Change/Work With a Repository

Terminal Command Action
git branch <new_branch> Create a new branch. If you try to create a new branch on a brand new repo (ie one where you haven’t made any commits yet) it will not work because there is no master branch. You will get an error saying fatal: Not a valid object name: 'master'
git branch Show the branches and which one you are on
git branch --list Identical to the above
git checkout <branch_name> Switch to a different branch
git branch -d <branch_name> Delete branch

Change/Work With Files in a Repository

Terminal Command Action
git diff <filename> See the changes that have been made to a file
git diff See the changes that have been made to all the files in the repository
git log Show a list of all the previous commits
git show HEAD Show the HEAD commit (ie see the changes that were made in the previous commit)
git checkout HEAD <filename> Restore a file in your working directory to make it look exactly as it did when you last made a commit
git reset HEAD <filename> Reset a file in the staging area to be the same as what it was in the HEAD commit
git reset <SHA> Reset all files to their versions from a previous commit using the SHA hash of that commit

Stashing Changes

Remove the changes you’ve made, but keep them stored away in case you want to use them again:

Terminal Command Action
git stash Save your WIP (work in progress) and clean your current working directory (remove all the changes you’ve made since your last commit)
git stash push -m "message" Stash the WIP with a name
git stash list See which stashes you’ve stored
git stash pop Apply the most recent stash (take the changes and apply them to the relevant files) and delete it from the list of stashes
git stash pop stash@{2} Apply a specific stash and delete it from the list of stashes
git stash apply Apply the most recent stash and keep it in the list of stashes
git stash apply stash@{2} Apply a specific stash and keep it in the list of stashes

Updating a Repository

Terminal Command Action
git fetch Check to see if changes have been pushed to the origin’s version of the current branch.

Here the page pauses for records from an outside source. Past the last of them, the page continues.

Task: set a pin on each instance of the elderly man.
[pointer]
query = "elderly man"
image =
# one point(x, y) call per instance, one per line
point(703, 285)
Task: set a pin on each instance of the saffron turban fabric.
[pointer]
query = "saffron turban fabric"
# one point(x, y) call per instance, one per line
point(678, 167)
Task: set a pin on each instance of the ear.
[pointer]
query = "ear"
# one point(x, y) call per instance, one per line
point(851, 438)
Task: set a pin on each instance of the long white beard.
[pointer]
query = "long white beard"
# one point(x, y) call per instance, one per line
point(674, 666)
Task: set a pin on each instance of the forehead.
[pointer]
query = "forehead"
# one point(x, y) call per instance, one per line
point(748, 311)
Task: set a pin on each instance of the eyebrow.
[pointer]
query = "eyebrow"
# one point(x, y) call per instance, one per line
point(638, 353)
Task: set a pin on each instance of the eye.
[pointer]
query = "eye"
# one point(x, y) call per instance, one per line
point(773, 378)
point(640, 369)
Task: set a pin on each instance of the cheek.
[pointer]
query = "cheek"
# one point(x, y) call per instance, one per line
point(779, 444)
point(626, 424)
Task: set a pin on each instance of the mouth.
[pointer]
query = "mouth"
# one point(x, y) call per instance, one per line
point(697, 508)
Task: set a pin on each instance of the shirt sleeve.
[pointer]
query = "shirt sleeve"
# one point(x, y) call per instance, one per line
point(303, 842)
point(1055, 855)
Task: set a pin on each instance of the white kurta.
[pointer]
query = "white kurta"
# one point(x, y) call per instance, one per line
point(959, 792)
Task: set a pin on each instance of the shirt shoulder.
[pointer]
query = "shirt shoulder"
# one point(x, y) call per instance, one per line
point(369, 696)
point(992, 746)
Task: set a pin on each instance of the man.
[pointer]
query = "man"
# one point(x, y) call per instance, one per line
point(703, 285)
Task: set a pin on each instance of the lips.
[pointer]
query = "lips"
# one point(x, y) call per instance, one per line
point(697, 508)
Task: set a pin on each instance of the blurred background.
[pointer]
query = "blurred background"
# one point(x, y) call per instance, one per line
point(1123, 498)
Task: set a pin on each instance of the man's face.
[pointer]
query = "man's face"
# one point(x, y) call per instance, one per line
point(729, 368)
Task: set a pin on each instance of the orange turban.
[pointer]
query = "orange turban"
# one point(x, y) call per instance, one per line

Download them if so, but don’t incorporate them into your local branch.
git pull Merge in the changes that have been pushed to the origin’s version of the current branch
git fetch && git merge FETCH_HEAD Equivalent to git pull*
git diff master origin/master See the differences between the files in the local version of the master branch and those in the origin’s version of the master branch. This is useful to see if a pull will cause a conflict.
git diff master origin/master --summary A summarised version of the above
git pull master Merge changes from the (local) master branch into your current branch
git pull origin master Merge changes from the remote copy of the master branch into your current branch
git mergetool Open GUI tool to resolve conflicts

*A pull is the same as a fetch plus a merge

Oh No! I’ve Accidentally Made Some Changes on the Wrong Branch!

Simply move your changes to the correct branch:

git stash
git checkout <correct_branch>
git pull
git stash pop

Oh No! I’ve Accidentally Committed Some Changes to the Wrong Branch!

Merge these change into the right branch then remove the changes from the wrong branch:

# Checkout the branch on which you should have made the changes
git checkout <correct_branch>
git pull
# Merge the branch on which you made the changes into this branch
git merge <wrong_branch>
git commit
git push
# Go back to the wrong branch
git checkout <wrong_branch>
# Either do this to reset it back to what is on the origin:
git reset --hard origin/<wrong_branch>
# Or do this to remove the last commit
git reset --hard HEAD^

Finally, consider adding a Gitignore file to your repo.